Diagnosis of inguino-scrotal swellings involves determining whether the swelling is an inguinal hernia or another type. If a sudden appearance at the groin with deep attachment, reducibility, or intestinal masses are present, it's likely a hernia. After excluding hernias, determine if the swelling is solid or fluid by feeling for fluctuation and translucency. Reducible swellings require checking for pelvic or abdominal swelling into which fluid may have been emptied. Fluid inguino-scrotal tumours include congenital hydrocele, infantile hydrocele, encysted hydrocele, hernial sac hydrocele, haematocele, abscesses, and more. Solid tumours can be inflammation of the cord, thrombosis of a spermatic vein, diffuse haematocele, torsion of the testicle, lipoma, malignant tumour, or oedema/hydrocele. <Callout type="important" title="Critical Step">Always exclude hernia before proceeding with further diagnosis.</Callout> If there's no history of hernia and the swelling extends up to the internal abdominal ring, it is an infantile hydrocele. If the tumour is globular or ovoid in shape, tense, smooth, freely movable with the cord, separate from the testicle, it is an encysted hydrocele of the cord. <Callout type="risk" title="Risk">Strangulated hernia combined with effusion into the sac can be life-threatening.</Callout> If a swelling has come on suddenly after injury or strain and consists of a swollen, very tender testicle with a swollen mass above it formed by the epididymis and cord, accompanied by acute pain, fever, and vomiting, it is torsion of the testicle. <Callout type="tip" title="Pro Tip">Gently compressing the tumour can help distinguish between congenital hydrocele and other fluid-filled conditions.</Callout>
Key Takeaways
- Identify inguino-scrotal swellings by checking for reducibility, fluctuation, and presence of intestinal masses.
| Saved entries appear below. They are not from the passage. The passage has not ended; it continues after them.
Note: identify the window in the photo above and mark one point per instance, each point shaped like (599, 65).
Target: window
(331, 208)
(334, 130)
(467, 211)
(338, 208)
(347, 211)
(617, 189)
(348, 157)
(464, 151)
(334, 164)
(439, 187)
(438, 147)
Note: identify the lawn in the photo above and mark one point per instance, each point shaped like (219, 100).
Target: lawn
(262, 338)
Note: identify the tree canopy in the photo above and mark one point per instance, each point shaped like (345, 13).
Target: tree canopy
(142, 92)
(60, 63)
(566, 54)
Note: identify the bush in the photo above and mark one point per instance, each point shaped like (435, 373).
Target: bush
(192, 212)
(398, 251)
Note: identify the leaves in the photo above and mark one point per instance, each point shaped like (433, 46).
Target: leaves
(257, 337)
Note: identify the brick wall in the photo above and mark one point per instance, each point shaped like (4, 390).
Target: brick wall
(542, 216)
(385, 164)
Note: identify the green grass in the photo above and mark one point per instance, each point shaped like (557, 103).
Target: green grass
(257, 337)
- Differentiate between fluid-filled tumours like hydrocele and haematocele from solid tumours such as lipoma or malignant growths.
- Recognize torsion of the testicle through symptoms including sudden onset after injury, acute pain, fever, and vomiting.
Practical Tips
- Use gentle compression to determine if a swelling is reducible into the belly, indicating a congenital hydrocele.
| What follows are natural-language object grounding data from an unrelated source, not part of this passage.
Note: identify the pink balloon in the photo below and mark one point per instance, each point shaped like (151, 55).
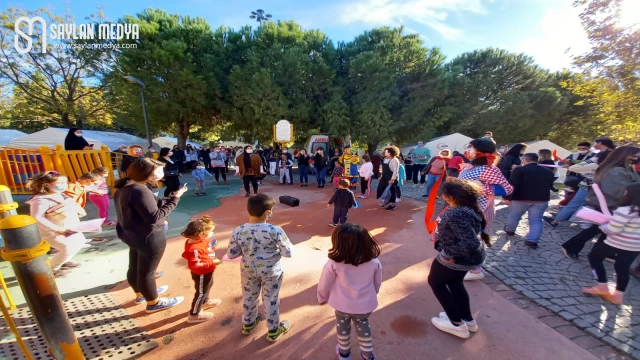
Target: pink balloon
(226, 259)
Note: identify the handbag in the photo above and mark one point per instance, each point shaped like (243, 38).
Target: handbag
(594, 216)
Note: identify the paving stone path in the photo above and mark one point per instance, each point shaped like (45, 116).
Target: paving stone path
(548, 285)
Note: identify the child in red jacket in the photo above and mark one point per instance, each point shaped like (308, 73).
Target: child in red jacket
(202, 261)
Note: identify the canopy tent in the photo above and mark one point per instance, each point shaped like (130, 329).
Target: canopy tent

- Check for distinct expansile impulses on coughing to confirm fluid-filled conditions like hydrocele or haematocele.
- Always inquire about any history of hernia when diagnosing inguino-scrotal swellings.
Warnings & Risks
- Strangulated hernias combined with effusion into the sac can be life-threatening and require immediate attention.
- Do not mistake mere mobility in the inguinal canal for reducibility; ensure the swelling is completely reduced back into the belly.
Modern Application
While surgical techniques have advanced, understanding how to diagnose inguino-scrotal swellings remains crucial. This knowledge helps in emergency triage and can prevent severe complications until professional medical help is available.
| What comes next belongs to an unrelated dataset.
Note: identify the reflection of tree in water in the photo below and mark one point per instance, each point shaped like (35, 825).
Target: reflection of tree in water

Frequently Asked Questions
Q: How do you distinguish between a hernia and other types of scrotal swelling?
To diagnose whether the swelling is a hernia, check if it appeared suddenly at the groin with deep attachment or reducibility. If intestinal masses are felt, it confirms a hernia.
Q: What signs indicate torsion of the testicle?
Torsion of the testicle is indicated by sudden swelling after injury, acute pain, fever, and vomiting, along with a swollen and tender mass above the testicle formed by the epididymis and cord.
Q: How can you differentiate between congenital hydrocele and other fluid-filled conditions?
Gently compressing the tumour can help; if it disappears or is reducible into the belly, it suggests a congenital hydrocele. The tumour will fill out again with coughing.